Unfortunately there is a bug in concurrent-log-handler which corrupts logfiles when multiple processes are writing to it at the same time that were started using for example fork or by creating new threads. Here is a demo script that will illustrate the issue:

#!/usr/bin/env python3

from logging import getLogger, INFO
from concurrent_log_handler import ConcurrentRotatingFileHandler
import os
from multiprocessing import Pool

llength = 10000


def genlog(a):
    log.info(a*llength)


fname = "mylogfile.log"

log = getLogger()
logfile = os.path.abspath(fname)
rotateHandler = ConcurrentRotatingFileHandler(logfile)
log.addHandler(rotateHandler)
log.setLevel(INFO)

with Pool(300) as p:
        p.map(genlog, ["a"]*50000, 1)

log.removeHandler(rotateHandler)
rotateHandler.close()

with open(fname, "r") as f:
    for idx, l in enumerate(f):
        clength = len(l)
        if clength != llength+1:
            print("Problem in line {}: length is {}".format(idx, clength))

Just run it, and it will produce a logfile with some empty lines and some lines with twice the length (tested on Linux) with a very high probability.

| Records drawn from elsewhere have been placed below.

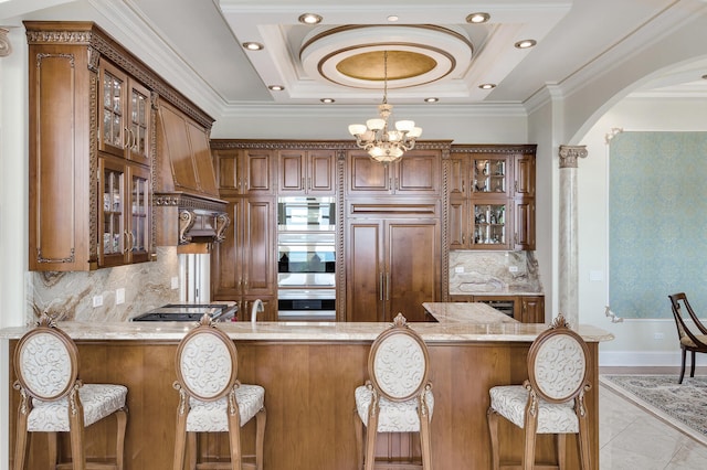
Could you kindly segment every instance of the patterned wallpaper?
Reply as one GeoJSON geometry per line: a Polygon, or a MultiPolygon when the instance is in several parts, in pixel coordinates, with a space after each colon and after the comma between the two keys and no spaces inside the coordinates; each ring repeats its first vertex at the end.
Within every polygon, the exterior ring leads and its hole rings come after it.
{"type": "Polygon", "coordinates": [[[707,132],[622,132],[610,143],[609,298],[623,318],[707,313],[707,132]]]}

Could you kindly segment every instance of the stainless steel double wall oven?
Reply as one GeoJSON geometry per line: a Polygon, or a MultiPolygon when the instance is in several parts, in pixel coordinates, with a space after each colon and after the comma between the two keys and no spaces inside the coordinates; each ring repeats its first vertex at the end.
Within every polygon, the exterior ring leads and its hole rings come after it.
{"type": "Polygon", "coordinates": [[[334,196],[278,199],[278,320],[336,320],[335,242],[334,196]]]}

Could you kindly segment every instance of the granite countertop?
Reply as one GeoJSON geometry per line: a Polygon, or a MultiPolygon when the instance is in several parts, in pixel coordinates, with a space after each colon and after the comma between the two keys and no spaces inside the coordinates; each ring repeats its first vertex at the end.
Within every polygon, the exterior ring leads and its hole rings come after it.
{"type": "MultiPolygon", "coordinates": [[[[424,303],[437,323],[411,323],[426,342],[534,341],[547,325],[520,323],[485,303],[424,303]]],[[[80,322],[61,321],[59,327],[77,341],[179,341],[193,322],[80,322]]],[[[367,322],[223,322],[219,328],[236,341],[372,341],[389,323],[367,322]]],[[[1,340],[20,339],[31,327],[0,330],[1,340]]],[[[599,328],[580,325],[588,342],[610,341],[613,335],[599,328]]]]}

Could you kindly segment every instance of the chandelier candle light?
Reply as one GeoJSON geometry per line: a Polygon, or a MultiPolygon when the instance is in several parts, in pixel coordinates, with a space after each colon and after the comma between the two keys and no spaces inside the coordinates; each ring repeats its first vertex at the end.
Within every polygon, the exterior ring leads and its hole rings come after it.
{"type": "Polygon", "coordinates": [[[349,132],[356,137],[356,145],[366,150],[376,161],[390,163],[415,146],[415,140],[422,135],[422,128],[415,127],[413,120],[399,120],[395,129],[388,129],[388,118],[393,106],[388,104],[388,51],[383,51],[383,103],[378,105],[380,118],[373,118],[362,124],[349,126],[349,132]]]}

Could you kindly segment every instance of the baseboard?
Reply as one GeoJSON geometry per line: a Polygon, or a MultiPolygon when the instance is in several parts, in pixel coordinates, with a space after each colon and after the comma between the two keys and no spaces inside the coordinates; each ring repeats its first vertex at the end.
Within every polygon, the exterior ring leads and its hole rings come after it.
{"type": "MultiPolygon", "coordinates": [[[[601,348],[600,348],[601,349],[601,348]]],[[[697,366],[705,365],[705,354],[697,354],[697,366]],[[701,356],[701,357],[700,357],[701,356]]],[[[679,351],[674,352],[639,352],[639,351],[599,351],[599,366],[650,367],[680,365],[679,351]]],[[[689,356],[687,357],[689,366],[689,356]]]]}

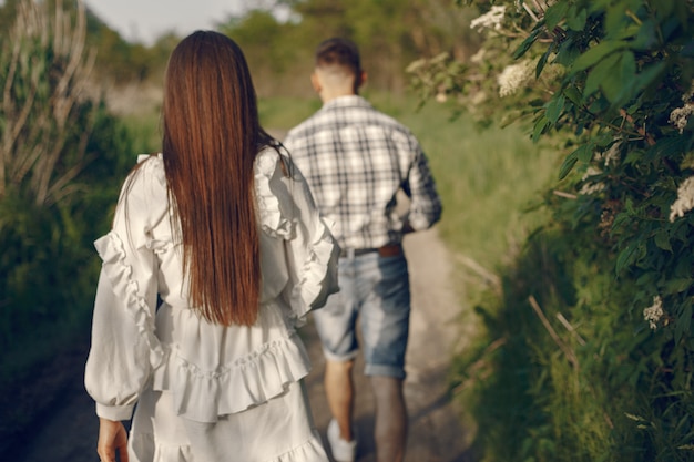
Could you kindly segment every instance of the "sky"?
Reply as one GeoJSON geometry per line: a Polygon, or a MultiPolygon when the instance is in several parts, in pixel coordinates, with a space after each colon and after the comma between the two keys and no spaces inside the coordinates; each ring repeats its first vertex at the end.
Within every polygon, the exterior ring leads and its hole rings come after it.
{"type": "Polygon", "coordinates": [[[249,0],[85,0],[84,3],[111,29],[130,42],[152,44],[174,31],[185,35],[212,29],[239,14],[249,0]]]}

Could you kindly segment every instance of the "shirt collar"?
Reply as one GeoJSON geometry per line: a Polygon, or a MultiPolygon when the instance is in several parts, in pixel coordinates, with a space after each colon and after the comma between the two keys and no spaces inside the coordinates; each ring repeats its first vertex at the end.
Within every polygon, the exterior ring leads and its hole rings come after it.
{"type": "Polygon", "coordinates": [[[350,106],[359,106],[359,107],[371,107],[371,104],[366,101],[364,97],[358,94],[348,94],[346,96],[337,96],[333,100],[328,101],[323,105],[323,109],[334,109],[334,107],[350,107],[350,106]]]}

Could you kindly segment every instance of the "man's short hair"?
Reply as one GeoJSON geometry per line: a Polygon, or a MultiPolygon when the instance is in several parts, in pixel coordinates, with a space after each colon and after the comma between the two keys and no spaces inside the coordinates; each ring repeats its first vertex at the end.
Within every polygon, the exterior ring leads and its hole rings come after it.
{"type": "Polygon", "coordinates": [[[343,68],[349,70],[354,75],[361,73],[361,62],[359,60],[359,49],[348,39],[334,37],[324,40],[316,48],[317,68],[343,68]]]}

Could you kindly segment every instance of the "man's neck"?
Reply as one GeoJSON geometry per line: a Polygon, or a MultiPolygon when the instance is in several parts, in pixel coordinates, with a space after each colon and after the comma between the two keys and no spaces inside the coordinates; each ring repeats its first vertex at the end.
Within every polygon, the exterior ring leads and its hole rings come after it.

The reason for this is that the filehandle for the lockfile is created when the handler is created. Every process that is created thereafter with fork or a similar method will share the same file handle and multiple threads/processes can get the exclusive locks.

From my point of view, the best way to fix this is to create a new file handle somewhere in "emit" or a similar function and close it after the log entry is written.

Hello and thanks for the bug report. My initial assessment is that I agree with your analysis. I'll review things in more detail within the next few days. Thanks.

I also added a pull request that fixes the issue, but is not very nice.

I assume that one strategy could be to log the current pid when the lock file is opened. Then for every emit, one could check whether the pid has changed and in this case, re-open the logfile.

Hi, one more thing. When you consider improving this, then this might be helpful:

https://pypi.org/project/multiprocessing-utils/

So you can have a kind of thread-local storage in your code and check this for every log entry. When the process has forked or you are in a new thread, you need to reopen the file descriptor.

I'm not sure that it's really necessary for it to hold the lock filehandle open indefinitely. I'm guessing the speed benefit is minimal in most real world logging situations. So it could open and close the lock each time it's needed like it does with the main file. In fact I'm not even sure if a separate lock file is needed at all. I think the locking can be done on the main file. There might be some benefits to keeping the lock separate that I'm not thinking of at the moment. Maybe it could be an option. I'll do a little research on it.

I think the main file is fine as long as you don't rotate your logs. When you rotate the locks, this might cause some issues

I merged your PR #9 with some very minor changes. Thanks for your contribution, I really appreciate it. I will push out a new version soon. If you still see anything hinky let me know.